Вот и сейчас ей пришла в голову мысль подарить Императору его глаза. Потому что он — Император. К тому же на картине должно быть слишком много багряно-красного и оранжевого, почему бы не оттенить это огненное буйство бирюзой? Обилие красного на картине с Императором — не ее прихоть, заказчика. Точнее, заказчик просил, чтобы картины в точности повторяли фигуры Старшего Аркана Таро. Колоду он передал ей вместе с инструкциями.
Карту Императора она пока отложила в сторону, встала со стула, прошлась по комнате, присела на подоконник спиной к окну. Зеркальная гладь стекла отразила острые позвонки на тонкой длинной шее и худенькое плечо, оголенное широкой горловиной белой туники. Она взъерошила на затылке коротко стриженные черные волосы, свела лопатки, откинула назад голову, потянулась — и снова исчезла в глубине комнаты.
Усевшись на диван, она опять взялась за изучение фигур. Первым в ряду из четырех карт, которые наугад были взяты из колоды, лежал Иерофант, затем Смерть, Повешенный и Верховная Жрица. Она не знала, с какой именно фигуры приступить к выполнению необычного заказа, и решила доверить дело случаю, не глядя достав несколько карт. Случай указала на Иерофанта.

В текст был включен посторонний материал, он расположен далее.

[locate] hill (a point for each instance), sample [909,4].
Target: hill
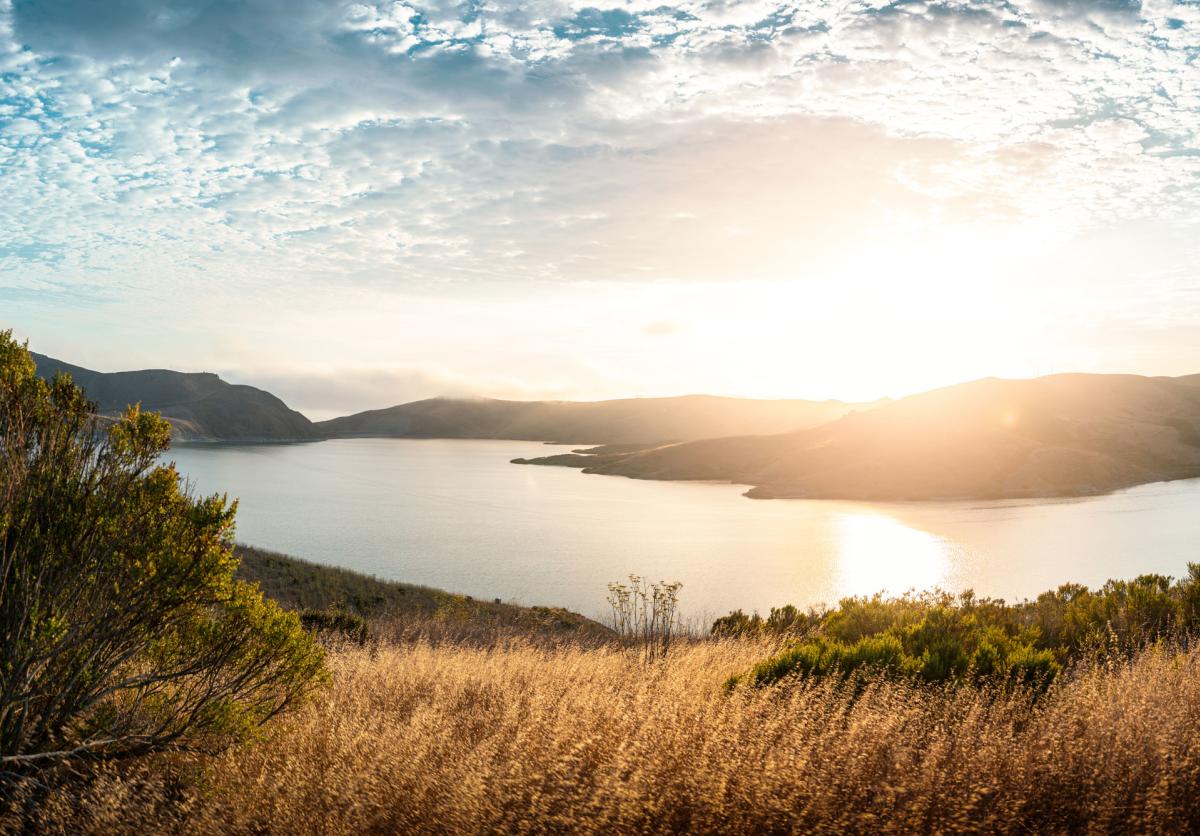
[1066,434]
[201,407]
[625,421]
[300,584]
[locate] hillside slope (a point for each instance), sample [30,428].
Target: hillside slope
[1067,434]
[627,421]
[201,407]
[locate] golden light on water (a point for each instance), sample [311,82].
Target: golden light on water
[879,553]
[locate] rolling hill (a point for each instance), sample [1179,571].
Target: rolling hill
[201,407]
[1067,434]
[611,422]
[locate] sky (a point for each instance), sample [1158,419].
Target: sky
[358,204]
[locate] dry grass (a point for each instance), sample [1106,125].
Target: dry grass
[522,738]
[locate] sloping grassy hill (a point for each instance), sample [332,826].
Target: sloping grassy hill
[1067,434]
[201,407]
[627,421]
[300,584]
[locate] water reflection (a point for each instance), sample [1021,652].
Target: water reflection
[456,515]
[879,553]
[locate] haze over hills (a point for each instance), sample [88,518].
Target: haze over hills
[199,406]
[202,407]
[610,422]
[1066,434]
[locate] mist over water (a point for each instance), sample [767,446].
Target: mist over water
[457,515]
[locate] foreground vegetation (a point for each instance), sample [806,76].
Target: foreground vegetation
[937,637]
[402,608]
[123,630]
[147,685]
[522,738]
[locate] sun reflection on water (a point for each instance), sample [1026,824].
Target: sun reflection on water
[879,553]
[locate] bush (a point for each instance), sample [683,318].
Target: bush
[123,630]
[335,625]
[943,637]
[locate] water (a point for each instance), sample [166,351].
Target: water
[456,515]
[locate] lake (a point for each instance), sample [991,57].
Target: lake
[456,515]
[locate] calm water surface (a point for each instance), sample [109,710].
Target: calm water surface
[456,515]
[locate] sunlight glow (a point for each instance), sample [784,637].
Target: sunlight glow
[877,553]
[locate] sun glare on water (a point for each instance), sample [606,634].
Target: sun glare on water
[877,553]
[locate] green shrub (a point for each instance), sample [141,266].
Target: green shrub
[943,637]
[123,629]
[336,625]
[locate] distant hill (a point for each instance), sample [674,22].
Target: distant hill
[627,421]
[300,584]
[201,407]
[1067,434]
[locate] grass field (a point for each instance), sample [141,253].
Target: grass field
[526,738]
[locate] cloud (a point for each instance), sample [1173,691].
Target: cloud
[245,150]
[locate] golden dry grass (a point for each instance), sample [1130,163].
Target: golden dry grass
[521,738]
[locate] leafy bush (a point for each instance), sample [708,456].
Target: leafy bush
[333,624]
[123,630]
[939,637]
[945,645]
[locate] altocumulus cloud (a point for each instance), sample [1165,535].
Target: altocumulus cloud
[423,144]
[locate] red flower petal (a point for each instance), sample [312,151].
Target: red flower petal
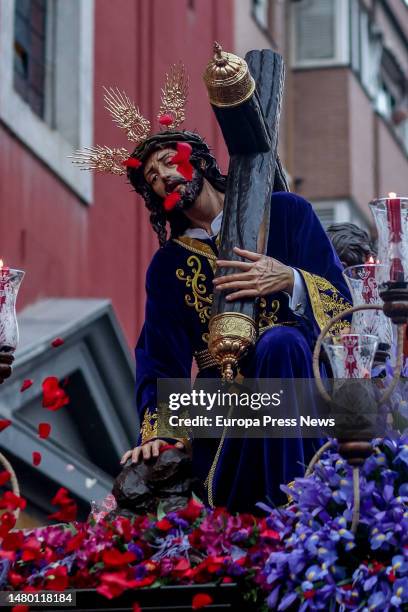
[75,542]
[54,397]
[67,514]
[114,558]
[4,423]
[164,525]
[11,501]
[13,541]
[15,579]
[171,200]
[44,430]
[132,162]
[201,600]
[56,579]
[4,477]
[166,120]
[61,497]
[7,522]
[36,458]
[26,384]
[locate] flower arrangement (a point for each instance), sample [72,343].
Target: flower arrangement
[194,545]
[300,557]
[324,566]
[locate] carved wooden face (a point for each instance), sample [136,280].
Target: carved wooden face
[163,177]
[161,174]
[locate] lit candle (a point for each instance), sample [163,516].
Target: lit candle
[369,282]
[3,283]
[395,233]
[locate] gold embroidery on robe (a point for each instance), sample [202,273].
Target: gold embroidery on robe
[267,318]
[199,248]
[148,429]
[198,299]
[325,300]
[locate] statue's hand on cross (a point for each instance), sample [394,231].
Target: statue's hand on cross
[261,275]
[6,359]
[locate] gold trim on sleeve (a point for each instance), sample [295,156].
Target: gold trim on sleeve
[324,305]
[148,429]
[200,300]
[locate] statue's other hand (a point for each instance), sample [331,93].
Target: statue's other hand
[147,450]
[6,359]
[261,275]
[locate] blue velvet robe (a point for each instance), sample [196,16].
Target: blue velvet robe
[179,298]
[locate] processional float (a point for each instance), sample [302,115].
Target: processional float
[246,99]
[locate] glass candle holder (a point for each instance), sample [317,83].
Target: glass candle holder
[391,218]
[10,281]
[351,355]
[363,281]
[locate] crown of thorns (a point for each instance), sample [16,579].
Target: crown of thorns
[127,116]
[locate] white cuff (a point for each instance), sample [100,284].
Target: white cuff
[298,299]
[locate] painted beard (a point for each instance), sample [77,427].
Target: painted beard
[189,193]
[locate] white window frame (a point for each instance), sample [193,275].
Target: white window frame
[344,211]
[341,42]
[47,143]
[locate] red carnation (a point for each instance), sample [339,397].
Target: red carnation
[201,600]
[56,579]
[36,458]
[27,382]
[114,558]
[171,200]
[4,477]
[44,430]
[4,423]
[166,120]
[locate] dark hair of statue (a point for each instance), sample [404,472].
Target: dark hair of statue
[202,160]
[351,243]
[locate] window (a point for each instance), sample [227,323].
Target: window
[50,110]
[260,11]
[29,52]
[319,33]
[392,96]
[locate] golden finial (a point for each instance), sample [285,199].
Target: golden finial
[126,115]
[102,159]
[174,95]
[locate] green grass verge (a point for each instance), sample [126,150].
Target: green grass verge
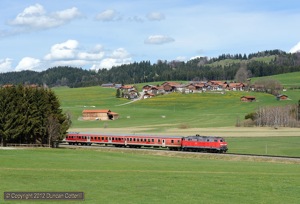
[172,110]
[128,177]
[283,146]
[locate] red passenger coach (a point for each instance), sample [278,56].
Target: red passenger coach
[204,143]
[191,143]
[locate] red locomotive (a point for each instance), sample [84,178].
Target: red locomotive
[190,143]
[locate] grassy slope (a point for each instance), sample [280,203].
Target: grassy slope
[172,110]
[128,177]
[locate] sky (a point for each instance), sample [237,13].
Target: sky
[93,34]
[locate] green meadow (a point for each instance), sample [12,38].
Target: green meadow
[173,110]
[119,176]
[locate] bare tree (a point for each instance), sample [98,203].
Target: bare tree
[53,127]
[242,74]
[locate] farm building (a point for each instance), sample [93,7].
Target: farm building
[282,97]
[99,115]
[248,98]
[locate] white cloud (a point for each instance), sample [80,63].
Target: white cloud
[6,65]
[28,63]
[155,16]
[35,17]
[65,50]
[118,57]
[296,48]
[108,15]
[137,19]
[158,39]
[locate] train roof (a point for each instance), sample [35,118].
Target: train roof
[197,136]
[124,135]
[203,137]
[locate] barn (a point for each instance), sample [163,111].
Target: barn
[99,115]
[248,98]
[281,97]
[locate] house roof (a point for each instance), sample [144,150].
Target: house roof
[127,87]
[97,111]
[248,97]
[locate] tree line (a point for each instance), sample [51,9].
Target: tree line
[201,68]
[31,115]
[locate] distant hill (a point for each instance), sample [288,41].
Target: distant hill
[224,67]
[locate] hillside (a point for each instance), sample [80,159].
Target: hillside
[224,67]
[176,110]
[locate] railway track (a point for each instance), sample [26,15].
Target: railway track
[200,154]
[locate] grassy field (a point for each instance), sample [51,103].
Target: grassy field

За день до этого в галерее она услышала бесцветный голос, назвавший ее по имени. «Фрида?» — прошелестело за спиной. Она обернулась не сразу, настолько невыразительным был этот шелест, словно шорох бумаги, от которой в галерее время от времени освобождали картины. «Фрида», — прошелестело снова уже более явственно, и она повернула на звук тонкий профиль.